TUTAYAで、2005年のアメリカ映画「ロスト・キングダム スルタンの暦」というDVDを見つけて早速観た。ペルシア・ゴールデン・ライオネス賞監督賞などの受賞作ということだが、
ハリウッド映画に慣れた我々には、ストーリーや映像展開のスピードが合わなくて、ピンとこないことが多々あるし、何よりもこの映画の歴史背景をきちんと理解しようとすると、相当の労力を要する。
映画の原題は「The Keeper:The Legend of Omar Khayyam」ということで、主人公はウマル・ハイヤーム なる天文学者・詩人で「ルバイヤート」なる詩集があるという。
そもそもこの時代はイスラム王朝でいえば、アラビアンナイトで隆盛を誇ったアッバース朝の崩壊期。
1038年、イラン東北部のホラーサーン地方を征服したトルコ系セルジューク族の「トゥグリル・ベク」が、1055年、バクダートに入城。
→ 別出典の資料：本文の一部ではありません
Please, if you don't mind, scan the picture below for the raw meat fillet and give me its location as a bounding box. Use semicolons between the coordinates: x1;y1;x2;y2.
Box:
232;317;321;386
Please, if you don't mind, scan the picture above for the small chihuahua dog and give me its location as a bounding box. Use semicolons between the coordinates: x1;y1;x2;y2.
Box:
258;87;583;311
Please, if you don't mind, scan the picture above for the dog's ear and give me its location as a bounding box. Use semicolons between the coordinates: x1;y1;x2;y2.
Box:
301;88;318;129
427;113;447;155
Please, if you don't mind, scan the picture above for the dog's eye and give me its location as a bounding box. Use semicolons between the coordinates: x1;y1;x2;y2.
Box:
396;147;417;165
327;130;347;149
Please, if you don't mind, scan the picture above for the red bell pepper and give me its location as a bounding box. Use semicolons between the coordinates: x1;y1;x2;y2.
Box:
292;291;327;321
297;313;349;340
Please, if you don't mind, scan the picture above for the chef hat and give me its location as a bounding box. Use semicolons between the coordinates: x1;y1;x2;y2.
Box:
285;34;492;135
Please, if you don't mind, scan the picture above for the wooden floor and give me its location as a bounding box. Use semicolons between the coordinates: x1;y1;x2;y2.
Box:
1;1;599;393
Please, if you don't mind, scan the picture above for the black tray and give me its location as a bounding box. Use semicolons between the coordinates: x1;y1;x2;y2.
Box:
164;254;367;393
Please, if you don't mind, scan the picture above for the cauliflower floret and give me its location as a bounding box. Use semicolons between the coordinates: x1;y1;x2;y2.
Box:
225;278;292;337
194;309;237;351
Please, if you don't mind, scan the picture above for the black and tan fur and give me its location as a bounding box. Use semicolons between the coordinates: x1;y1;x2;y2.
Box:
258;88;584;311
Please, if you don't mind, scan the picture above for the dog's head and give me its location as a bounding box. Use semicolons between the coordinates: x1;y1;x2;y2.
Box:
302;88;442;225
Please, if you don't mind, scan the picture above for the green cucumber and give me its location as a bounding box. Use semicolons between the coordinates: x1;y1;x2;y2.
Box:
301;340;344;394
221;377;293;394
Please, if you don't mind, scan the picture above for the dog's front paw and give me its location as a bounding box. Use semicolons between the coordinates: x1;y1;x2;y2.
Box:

シーア派のブワイフ朝を駆逐し、スンナ派アッバース朝の後継としてブワイフ朝を駆逐し「セルジューク朝」を開く。
この王朝は、トルコ人マムルーク(奴隷)を採用して軍制を整える一方、映画にも出てくる名宰相「ニーザム・アルムルク」が、各地に「ニザーミーヤ」と呼ばれる学校(マドラサ)を建て学術の振興を図ったという。
この時代最大の問題は、1096-99年、西からの十字軍の到来。このきっかけはキリスト教サイドからは、セルジューク朝の「エルサレム支配」ということだが、実際は「ビザンチン国境侵害」程度であったという。
いずれにしてもセルジューク朝は対十字軍戦争で消耗激しく、スルタン「マリク・シャー」以降次第に衰え、王朝は各地の地方政権に分裂した。かくしてイスラム世界は、混沌のうちに1258年、モンゴル帝国に制覇される。
以上を踏まえて、映画を見ればそれなりに楽しい映画。
さらに言えば、イランのホーラサーン地方はイスラム教の中でもいろんな神秘主義(スーフィズム)が蔓延る地域。神秘主義とは、荒っぽくいえば理屈を排除するということであり、魔術や呪術と結びつきやすく、自殺、暗殺肯定の思想にも走りやすい。
映画の中に出てくる主人公オマル・ハイヤームの恋仇「ハッサン」が、その後消息を絶ち、山にこもったまま・・・。映画の最後に、やがて時を経て「アサシネーション(英語で暗殺)」の語源になったというテロップが流れるのが興味深い。
考えてみれば、かってはホーラサーン地方というのは、今よりもっと広くアフガニスタンなども含んで認識されていたという。ハサンの子孫がアルカイダの一味だなんで、悪い「かもしれない話」は無しにして下さい。